The -fun option says it wants a . I couldn’t figure out what that was (You can see I just guessed 1 above)

So I did this.

nvdisasm sass_source_map.cubin > aa.txt

I then searched for ‘transpose’ with the hope of finding a symbol index. I don’t know what I am looking for.

I looked at the documentation for -b and it says this …

“When this option is specified, the input file is assumed to contain a raw instruction binary, that is, a sequence of binary instruction encodings as they occur in instruction memory. The value of this option must be the asserted architecture of the raw binary. Allowed values for this option: ‘SM20’,‘SM21’,‘SM30’,‘SM32’, ‘SM35’,‘SM37’,‘SM50’,‘SM52’,‘SM53’,‘SM60’,‘SM61’,‘SM62’,‘SM70’.”


Hi Bob,

nvdisasm utility is used to dump the SASS and according to your comment #3 you are able to dump the sass using command “nvdisasm sass_source_map.cubin

Now coming to your query about option fun passed to nvdiasm.

Pasting the output of help section of nvdisasm -h here
–cuda-function-index ,… (-fun)
Restrict the output to the CUDA functions represented by symbols with the
given indices.
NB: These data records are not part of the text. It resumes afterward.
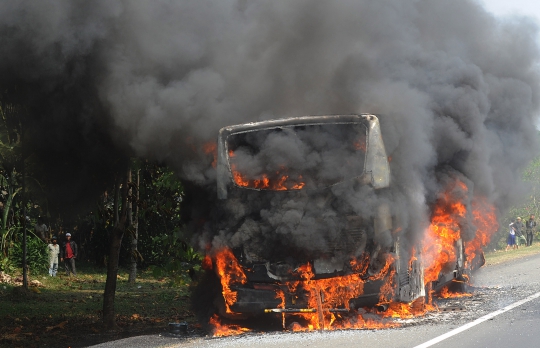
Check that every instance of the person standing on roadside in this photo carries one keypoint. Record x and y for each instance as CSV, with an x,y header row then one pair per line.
x,y
54,251
41,230
518,227
530,226
69,254
511,239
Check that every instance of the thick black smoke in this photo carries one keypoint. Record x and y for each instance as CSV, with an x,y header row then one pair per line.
x,y
456,88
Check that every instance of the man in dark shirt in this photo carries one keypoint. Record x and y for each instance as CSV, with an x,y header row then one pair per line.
x,y
530,226
68,254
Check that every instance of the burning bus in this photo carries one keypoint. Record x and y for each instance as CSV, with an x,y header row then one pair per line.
x,y
309,228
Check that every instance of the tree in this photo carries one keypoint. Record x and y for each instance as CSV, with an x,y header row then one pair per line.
x,y
122,221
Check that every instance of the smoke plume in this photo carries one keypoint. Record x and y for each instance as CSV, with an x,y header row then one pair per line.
x,y
455,87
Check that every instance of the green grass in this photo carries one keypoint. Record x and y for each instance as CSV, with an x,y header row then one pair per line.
x,y
500,256
67,309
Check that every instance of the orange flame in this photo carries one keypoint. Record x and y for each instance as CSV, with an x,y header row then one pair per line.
x,y
230,273
445,293
221,330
The CUDA function for a given symbol is the enclosing section.
This only restricts executable sections; all other sections will still be

So -fun option is used to dump executable section of only interested function. So even if you don’t use this option you will get the executable section of all kernel in cubin. So this option is only used for filtering purpose.
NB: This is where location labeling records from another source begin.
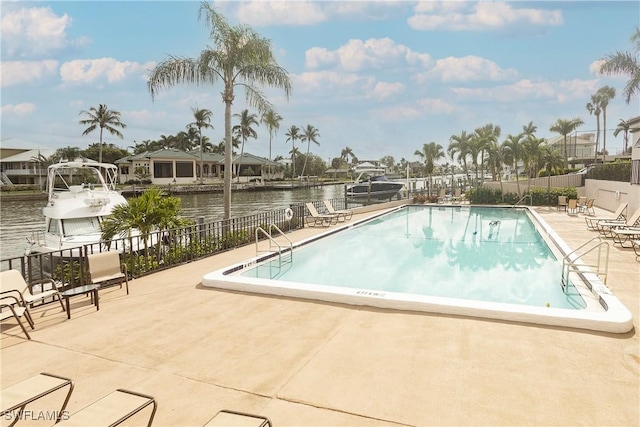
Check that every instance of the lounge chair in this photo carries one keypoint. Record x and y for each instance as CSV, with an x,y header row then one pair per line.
x,y
112,410
345,214
562,202
105,269
572,207
16,397
315,219
12,282
226,418
624,236
618,215
605,228
10,307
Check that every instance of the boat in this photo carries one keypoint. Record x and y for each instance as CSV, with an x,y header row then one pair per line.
x,y
372,184
80,195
Now question arises how to identify the fun id . For this you need to use cuobjdump utility with following option

cuobjdump -elf cubin_name.cubin

and in symbol table you will see the mangled name of your kernel with corresponding index

Pasting some part of output of cuobjdump -elf sass_source_map.cubin

.section .symtab
index value size info other shndx name
0 0 0 0 0 0 (null)
1 0 0 3 0 c .text._Z9transposePfPKf
2 0 0 3 0 d .nv.shared._Z9transposePfPKf
3 0 0 3 0 b .nv.constant0._Z9transposePfPKf
4 0 0 3 0 4 .debug_line
5 0 0 3 0 5 .nv_debug_line_sass
6 0 0 3 0 6 .nv_debug_ptx_txt
7 0 768 12 10 c _Z9transposePfPKf

So interested field for you here is to look for .text.KernelNameOfYourIntrest and it’s corresponding index.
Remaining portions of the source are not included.